Aşkın bir yerlerde olduğunu bilirsin; dansın bir başka pistte sürmekte olduğunu. Onun ölümü bitirmeye gelmiş bir sonsuzluk olduğunu.
Bu dünyada aşk vardır. Yanına gelmese de. Bunun bilgisi içini burar insanın. Hayatın taşıdıklarından uzak olmak, bulutlara ulaşmak dururken yeraltında bir sürüngen olmak.
Gençliğin her geçen gün uzaklaştığını, ölümün yaklaştığını bilmek.
Geçmiş aşkların anısı ne denli keder taşısa da, hayata anlamın damgasının vurulduğu zamanlar olarak kalmıştır onlar. Geçmişten ışıklarını göndermektedirler hala.
Acı olan bu yakıcı geçmişe ait bir sevgilinin birgün başka biri olarak çıkmasıdır karşına.
Oysa o anılar labirentinde hala sürer gözlerin büyülü dansı. Kalbe bir kez düşmüş tohum, yağmurun küçük elleriyle her an yeniden filizlenebilir.
Bir gün aşkını anlatıp durur sana birisi ve kendini o uzak kendini tanırsın orada. Yıllarla birlikte solup gidenin ayırdına varıp kahrolası bir hüzne saplanırsın.
“Aşk yeniden gelir mi?” sorusu telaşla çınlar içinde. Aşk bir gençlik hastalığı mıdır yalnızca? Yoksa virüs bir kez karışmışsa kanına gelip bulur mu seni  hayatın daha geç bir zamanında?
Onca sırrını bilirken hayatın yeniden büyülenebilir misin?
Neden şimdi gözlerin dansı düştü hatırana? Aşk neden yokluğuyla da varlığıyla da böylesine acıtmakta?  Ölüm var yolun sonunda. Nasıl da dehşet verici birşey bu. Sonsuzluk diye bir bilgi var ama.
Sen ölünce de sürecek  aşk. Sen ölünce de dans edecek bazı gözler. Sen ölünce de sürecek yıldız yağmurları altında büyülü sevişmeler. Bir  tek aşk avutabilir bu dehşetli bilginin açtığı yarayı.
Aşk ve şiirdir sonsuzluğun müziği. Bu müzikle döner yıldızlar.
Bir kez aşka düşmüşsen kaçamazsın şiirden.

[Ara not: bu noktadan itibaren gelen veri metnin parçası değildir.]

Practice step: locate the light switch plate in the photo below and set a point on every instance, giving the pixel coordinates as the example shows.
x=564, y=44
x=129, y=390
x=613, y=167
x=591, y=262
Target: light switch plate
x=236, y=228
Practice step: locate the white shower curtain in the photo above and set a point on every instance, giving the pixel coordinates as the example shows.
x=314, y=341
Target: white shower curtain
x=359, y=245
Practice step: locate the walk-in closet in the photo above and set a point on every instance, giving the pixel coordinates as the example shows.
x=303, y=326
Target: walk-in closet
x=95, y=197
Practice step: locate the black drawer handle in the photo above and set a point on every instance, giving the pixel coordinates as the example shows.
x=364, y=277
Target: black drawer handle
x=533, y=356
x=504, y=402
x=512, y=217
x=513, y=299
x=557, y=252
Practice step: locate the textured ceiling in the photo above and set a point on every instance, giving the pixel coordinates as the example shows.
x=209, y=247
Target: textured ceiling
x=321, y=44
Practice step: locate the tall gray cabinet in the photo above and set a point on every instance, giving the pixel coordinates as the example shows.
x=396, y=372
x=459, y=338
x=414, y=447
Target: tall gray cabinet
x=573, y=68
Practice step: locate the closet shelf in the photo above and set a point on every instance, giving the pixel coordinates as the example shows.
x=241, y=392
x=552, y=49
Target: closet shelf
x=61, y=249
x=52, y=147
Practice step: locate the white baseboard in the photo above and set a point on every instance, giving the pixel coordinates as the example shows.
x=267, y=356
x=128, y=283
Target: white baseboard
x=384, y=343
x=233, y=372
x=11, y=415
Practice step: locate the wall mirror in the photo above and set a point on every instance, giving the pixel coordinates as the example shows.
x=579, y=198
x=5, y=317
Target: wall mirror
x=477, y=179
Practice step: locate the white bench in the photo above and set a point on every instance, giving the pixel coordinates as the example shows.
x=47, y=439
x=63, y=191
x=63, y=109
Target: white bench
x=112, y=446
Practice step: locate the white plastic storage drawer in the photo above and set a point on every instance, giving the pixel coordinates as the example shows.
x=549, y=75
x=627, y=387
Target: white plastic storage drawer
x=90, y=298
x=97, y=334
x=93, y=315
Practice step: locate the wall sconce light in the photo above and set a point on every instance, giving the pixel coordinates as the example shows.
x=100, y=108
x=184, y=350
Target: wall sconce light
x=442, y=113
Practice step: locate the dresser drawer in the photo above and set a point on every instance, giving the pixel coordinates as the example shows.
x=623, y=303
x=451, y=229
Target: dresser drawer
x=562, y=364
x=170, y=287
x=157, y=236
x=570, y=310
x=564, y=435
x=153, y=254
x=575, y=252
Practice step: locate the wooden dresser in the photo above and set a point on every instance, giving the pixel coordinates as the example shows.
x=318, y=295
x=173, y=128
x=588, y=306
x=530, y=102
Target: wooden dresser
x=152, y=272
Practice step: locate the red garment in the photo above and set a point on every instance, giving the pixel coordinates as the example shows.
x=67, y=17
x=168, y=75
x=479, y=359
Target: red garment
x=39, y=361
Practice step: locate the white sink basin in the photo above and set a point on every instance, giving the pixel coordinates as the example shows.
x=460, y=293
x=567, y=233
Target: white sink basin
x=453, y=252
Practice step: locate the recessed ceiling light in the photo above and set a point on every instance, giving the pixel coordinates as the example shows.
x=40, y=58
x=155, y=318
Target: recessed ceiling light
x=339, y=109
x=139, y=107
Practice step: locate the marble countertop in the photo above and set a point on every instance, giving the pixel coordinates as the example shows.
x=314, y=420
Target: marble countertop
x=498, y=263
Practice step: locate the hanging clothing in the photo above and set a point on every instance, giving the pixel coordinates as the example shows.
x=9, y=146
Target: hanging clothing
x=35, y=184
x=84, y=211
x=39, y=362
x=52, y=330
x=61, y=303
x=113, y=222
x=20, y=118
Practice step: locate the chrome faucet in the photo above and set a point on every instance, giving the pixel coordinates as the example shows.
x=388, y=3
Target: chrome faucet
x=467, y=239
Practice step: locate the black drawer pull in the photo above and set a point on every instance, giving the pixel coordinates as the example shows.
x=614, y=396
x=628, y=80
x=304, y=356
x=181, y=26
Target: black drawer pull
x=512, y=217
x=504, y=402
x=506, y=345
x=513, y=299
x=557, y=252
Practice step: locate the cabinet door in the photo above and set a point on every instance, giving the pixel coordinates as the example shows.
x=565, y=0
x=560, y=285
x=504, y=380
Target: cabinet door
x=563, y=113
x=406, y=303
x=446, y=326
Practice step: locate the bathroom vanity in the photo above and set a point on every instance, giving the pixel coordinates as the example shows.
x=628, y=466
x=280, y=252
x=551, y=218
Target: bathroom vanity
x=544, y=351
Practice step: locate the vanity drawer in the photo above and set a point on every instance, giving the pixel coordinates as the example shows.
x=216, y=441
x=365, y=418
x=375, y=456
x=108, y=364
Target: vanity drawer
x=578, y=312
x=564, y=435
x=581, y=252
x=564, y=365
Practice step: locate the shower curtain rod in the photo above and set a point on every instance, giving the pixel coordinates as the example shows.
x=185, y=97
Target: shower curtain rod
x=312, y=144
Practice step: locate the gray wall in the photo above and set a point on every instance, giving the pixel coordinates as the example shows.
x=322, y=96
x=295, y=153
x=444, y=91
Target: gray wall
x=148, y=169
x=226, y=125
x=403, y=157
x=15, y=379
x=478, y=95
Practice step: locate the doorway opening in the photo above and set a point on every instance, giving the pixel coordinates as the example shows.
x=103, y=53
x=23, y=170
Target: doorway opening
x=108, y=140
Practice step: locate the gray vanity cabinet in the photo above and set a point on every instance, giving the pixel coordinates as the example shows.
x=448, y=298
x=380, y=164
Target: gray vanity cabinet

Bir kez şiire düşmüşsen kaçamazsın aşktan. Sonsuzluk son günüdür aşka duyulan aşkın. O yüzden dilerim hiç gitmesin içimdeki aşk. Hiç susamasın şiir.

 


Not: Fikret Demirağ Arşiv Sergisi ile ilgili çalışmaların yoğunluğundan ötürü bu hafta da özür dileyerek eski bir yazı yayınlıyorum.